When confronted with the damning film, the Palestinian human rights group, LAW, tried to claim the "funeral" was actually part of a Palestinian movie.

Wen that was not accepted (the Wall Street Journal commented: "Hooray for Rammalywood"), LAW said the IDF footage actually showed "a group of children playing 'funeral' near the cemetery in Jenin.

"It is not uncommon in the occupied Palestinian territories to witness Palestinian children playing a game where thy pretend they have been killed.
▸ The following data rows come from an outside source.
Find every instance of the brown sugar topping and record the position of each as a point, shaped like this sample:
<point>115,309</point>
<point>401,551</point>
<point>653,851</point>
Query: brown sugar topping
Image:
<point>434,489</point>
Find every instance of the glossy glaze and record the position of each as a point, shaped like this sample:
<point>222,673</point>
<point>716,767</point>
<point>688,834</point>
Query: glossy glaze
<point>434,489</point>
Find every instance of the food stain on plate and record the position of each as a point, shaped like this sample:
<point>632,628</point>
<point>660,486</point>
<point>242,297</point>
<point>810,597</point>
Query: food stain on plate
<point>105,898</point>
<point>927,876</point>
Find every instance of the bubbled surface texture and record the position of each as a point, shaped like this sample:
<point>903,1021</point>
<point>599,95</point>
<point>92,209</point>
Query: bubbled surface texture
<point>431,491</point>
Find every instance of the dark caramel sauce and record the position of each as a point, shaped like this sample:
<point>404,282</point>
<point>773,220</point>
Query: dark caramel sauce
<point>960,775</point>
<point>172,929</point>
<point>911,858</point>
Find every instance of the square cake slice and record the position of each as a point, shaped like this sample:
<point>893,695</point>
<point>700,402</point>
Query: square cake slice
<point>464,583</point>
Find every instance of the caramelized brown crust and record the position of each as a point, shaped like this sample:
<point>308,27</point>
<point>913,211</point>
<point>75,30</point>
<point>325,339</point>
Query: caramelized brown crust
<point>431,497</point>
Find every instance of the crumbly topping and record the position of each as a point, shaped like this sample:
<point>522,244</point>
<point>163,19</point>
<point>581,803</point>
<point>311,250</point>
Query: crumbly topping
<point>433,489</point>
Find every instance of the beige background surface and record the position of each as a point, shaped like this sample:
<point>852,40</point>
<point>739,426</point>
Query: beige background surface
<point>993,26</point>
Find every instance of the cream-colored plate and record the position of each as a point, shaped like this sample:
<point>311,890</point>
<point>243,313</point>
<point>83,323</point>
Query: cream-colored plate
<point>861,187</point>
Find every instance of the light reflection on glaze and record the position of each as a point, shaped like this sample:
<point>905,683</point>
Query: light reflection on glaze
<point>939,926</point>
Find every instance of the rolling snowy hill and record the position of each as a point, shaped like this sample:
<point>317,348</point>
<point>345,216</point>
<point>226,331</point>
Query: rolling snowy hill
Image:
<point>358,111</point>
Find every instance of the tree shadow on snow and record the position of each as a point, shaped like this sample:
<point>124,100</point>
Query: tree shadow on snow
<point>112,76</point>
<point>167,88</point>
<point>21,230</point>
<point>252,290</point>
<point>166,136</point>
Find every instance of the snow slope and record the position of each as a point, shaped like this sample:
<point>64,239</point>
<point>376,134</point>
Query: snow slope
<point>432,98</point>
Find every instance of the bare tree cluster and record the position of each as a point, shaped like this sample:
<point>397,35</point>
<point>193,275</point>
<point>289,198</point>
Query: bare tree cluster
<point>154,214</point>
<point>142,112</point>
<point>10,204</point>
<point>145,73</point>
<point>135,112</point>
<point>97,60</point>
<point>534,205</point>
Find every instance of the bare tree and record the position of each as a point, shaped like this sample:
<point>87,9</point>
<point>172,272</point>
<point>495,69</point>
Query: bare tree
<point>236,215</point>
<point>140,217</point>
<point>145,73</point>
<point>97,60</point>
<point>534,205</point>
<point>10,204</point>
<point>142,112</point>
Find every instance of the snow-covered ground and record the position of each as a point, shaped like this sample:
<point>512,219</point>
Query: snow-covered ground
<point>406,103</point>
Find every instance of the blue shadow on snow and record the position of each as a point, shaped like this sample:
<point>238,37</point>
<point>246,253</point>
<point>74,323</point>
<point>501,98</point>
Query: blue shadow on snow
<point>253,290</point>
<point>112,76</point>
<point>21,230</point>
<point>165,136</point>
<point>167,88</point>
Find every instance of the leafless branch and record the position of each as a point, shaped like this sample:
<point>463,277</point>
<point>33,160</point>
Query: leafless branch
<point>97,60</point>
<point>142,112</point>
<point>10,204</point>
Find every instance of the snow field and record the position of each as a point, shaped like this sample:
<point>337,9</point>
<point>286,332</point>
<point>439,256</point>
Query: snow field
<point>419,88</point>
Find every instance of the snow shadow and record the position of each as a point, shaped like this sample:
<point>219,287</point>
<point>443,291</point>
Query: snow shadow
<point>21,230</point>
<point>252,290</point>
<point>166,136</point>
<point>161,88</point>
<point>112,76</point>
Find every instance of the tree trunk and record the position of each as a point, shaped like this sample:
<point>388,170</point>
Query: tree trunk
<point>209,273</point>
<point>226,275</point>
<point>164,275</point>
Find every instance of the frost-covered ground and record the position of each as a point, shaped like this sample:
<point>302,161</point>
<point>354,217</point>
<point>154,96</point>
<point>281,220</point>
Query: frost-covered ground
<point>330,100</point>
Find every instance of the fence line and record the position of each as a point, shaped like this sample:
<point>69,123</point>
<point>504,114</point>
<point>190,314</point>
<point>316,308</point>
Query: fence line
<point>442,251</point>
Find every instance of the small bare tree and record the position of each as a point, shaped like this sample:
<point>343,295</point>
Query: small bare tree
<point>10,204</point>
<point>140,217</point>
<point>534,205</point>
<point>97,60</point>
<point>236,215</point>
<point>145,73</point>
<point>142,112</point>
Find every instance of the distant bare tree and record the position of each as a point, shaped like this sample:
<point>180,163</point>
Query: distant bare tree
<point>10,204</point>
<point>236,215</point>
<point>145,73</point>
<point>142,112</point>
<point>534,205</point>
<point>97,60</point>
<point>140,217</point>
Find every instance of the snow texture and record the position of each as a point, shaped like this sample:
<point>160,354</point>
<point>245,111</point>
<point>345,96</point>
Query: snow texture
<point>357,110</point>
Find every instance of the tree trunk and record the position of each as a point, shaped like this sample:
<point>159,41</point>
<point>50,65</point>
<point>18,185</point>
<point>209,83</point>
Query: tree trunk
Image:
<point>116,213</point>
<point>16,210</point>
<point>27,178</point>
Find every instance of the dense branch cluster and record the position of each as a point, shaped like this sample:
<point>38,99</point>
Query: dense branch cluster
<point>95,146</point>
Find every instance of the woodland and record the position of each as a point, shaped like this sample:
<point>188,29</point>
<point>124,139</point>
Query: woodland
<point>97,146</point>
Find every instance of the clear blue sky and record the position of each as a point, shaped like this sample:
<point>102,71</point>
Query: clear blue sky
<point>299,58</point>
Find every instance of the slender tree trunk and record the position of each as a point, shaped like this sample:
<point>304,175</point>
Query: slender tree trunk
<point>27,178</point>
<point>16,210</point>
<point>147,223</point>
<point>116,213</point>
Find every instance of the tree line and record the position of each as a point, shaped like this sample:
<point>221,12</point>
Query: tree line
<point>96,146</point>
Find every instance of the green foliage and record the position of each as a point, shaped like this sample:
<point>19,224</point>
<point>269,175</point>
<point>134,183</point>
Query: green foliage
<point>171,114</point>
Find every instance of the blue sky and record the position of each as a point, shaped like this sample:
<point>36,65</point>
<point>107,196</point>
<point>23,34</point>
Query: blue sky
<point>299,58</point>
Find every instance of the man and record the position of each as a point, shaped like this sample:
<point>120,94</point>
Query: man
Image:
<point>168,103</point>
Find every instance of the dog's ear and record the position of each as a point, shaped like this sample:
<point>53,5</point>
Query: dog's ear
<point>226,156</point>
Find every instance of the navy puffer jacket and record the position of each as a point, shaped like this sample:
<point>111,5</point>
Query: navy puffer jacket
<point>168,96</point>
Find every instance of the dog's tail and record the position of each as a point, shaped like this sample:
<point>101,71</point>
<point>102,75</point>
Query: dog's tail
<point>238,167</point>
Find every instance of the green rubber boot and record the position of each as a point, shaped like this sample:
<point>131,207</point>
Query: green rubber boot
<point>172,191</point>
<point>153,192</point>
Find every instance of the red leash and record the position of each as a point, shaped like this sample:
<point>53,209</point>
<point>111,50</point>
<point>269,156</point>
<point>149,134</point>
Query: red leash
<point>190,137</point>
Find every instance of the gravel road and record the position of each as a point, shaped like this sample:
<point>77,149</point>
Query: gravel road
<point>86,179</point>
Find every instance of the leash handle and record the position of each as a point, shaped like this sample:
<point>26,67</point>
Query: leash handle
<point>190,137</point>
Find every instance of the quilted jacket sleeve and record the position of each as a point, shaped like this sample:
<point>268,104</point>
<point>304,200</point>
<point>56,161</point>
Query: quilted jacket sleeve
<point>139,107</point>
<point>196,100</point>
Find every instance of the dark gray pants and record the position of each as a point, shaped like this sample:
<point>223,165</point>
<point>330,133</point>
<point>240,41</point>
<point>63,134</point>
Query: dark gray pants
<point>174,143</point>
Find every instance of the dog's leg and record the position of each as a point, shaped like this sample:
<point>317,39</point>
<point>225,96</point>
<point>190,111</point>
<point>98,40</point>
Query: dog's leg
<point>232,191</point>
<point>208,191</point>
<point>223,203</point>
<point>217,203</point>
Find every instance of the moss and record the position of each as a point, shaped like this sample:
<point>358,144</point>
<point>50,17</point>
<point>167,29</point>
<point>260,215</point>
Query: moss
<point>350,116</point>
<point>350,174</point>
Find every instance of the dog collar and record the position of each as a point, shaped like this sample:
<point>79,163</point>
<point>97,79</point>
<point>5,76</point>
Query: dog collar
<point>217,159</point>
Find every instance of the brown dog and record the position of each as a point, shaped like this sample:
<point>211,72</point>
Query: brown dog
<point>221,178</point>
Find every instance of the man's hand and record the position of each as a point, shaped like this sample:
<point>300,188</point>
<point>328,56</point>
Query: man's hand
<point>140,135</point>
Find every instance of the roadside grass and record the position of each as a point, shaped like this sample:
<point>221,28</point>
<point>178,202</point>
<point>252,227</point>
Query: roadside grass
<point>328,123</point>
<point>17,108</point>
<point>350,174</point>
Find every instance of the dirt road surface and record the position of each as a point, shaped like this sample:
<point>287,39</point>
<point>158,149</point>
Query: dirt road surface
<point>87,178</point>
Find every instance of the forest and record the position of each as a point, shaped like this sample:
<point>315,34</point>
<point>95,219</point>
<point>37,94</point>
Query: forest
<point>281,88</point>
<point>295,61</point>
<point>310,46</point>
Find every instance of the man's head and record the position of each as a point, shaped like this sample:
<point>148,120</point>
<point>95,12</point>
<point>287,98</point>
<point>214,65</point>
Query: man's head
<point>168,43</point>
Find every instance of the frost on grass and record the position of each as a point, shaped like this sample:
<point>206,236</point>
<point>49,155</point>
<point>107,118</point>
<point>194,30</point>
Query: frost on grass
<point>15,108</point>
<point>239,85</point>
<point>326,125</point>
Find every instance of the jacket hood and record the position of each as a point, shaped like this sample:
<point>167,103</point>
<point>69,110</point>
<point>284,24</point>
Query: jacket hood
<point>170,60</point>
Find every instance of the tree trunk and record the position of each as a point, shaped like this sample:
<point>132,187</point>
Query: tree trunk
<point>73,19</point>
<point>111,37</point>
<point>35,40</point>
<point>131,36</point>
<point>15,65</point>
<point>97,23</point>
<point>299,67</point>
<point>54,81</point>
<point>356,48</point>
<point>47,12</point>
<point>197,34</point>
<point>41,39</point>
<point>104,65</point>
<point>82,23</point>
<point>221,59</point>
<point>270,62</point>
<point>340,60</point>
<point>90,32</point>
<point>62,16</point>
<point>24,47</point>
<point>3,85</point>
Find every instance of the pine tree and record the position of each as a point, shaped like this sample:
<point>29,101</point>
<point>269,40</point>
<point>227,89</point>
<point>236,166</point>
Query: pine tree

It is part of a phenomenon raising fears among child experts that a generation in ten Palestinian territories has suffered serious psychological damage from Israeli violence directed against the Palestinian civilian population," LAW said. "They just can't seem to tell the truth, even when it can't be denied," said Ms. Balint.

The Offensive

To counter these blatant lies, Ms. Balint suggested that Israel's supporters go on the offensive. "Now is the time," she urged. "The U.S. Congress is overwhelmingly pro-Israel, as is American public opinion."

For Ms. Balint, the fly in the ointment is that far left-wing Shimon Peres is in charge of the foreign ministry which oversees Israel's Information Division. Far removed from Prime Minister Ariel Sharon's "Israel is ours" position, Mr. Peres is remembered for disbanding Israel's public relations arm entirely in 1993. There are still repercussions from that decision in the form of poor PR, she said.

Ms. Balint advised Americans who are concerned about anti-Israel media bias to recognize it and complain to their representatives about US tax dollars used to promote Arab prevarication. She presented two booklets, both produced with US tax dollars, that teach media communication tactics to Arabs. However, she suggested that when confronting less-than-friendly reporters, Israel's supporters should refrain from the temptation to bash them. "Rather, tell them in a nice way what you feel is true. They'll be more receptive that way."

Greenberg and Schmeman

Asked for her opinion of specific reporters, Ms. Balint singled out the New York Times' Joel Greenberg who, she said, lives in Israel, but is not supportive of Israeli policies; and Serge Schmeman, who she said is well versed, but opposed to Israel Like many of his peers, he relies on "major social relationships" with Arabs.

Asked if, in the midst of all this "blood-pressure-raising" information there might be some good news, Ms. Balint pointed to the new-found unity in Israel.

"The whole country is coming together to help one another," she said. She pointed out that 5000 men over age 45, the age when reserve-duty usually ends, volunteered for Operation Defensive Shield. Civilians throughout the country spontaneously deliver food and beverages to the soldiers. "Israelis finally seem to realize that no matter what concessions we make, the other side won't be satiated," she said.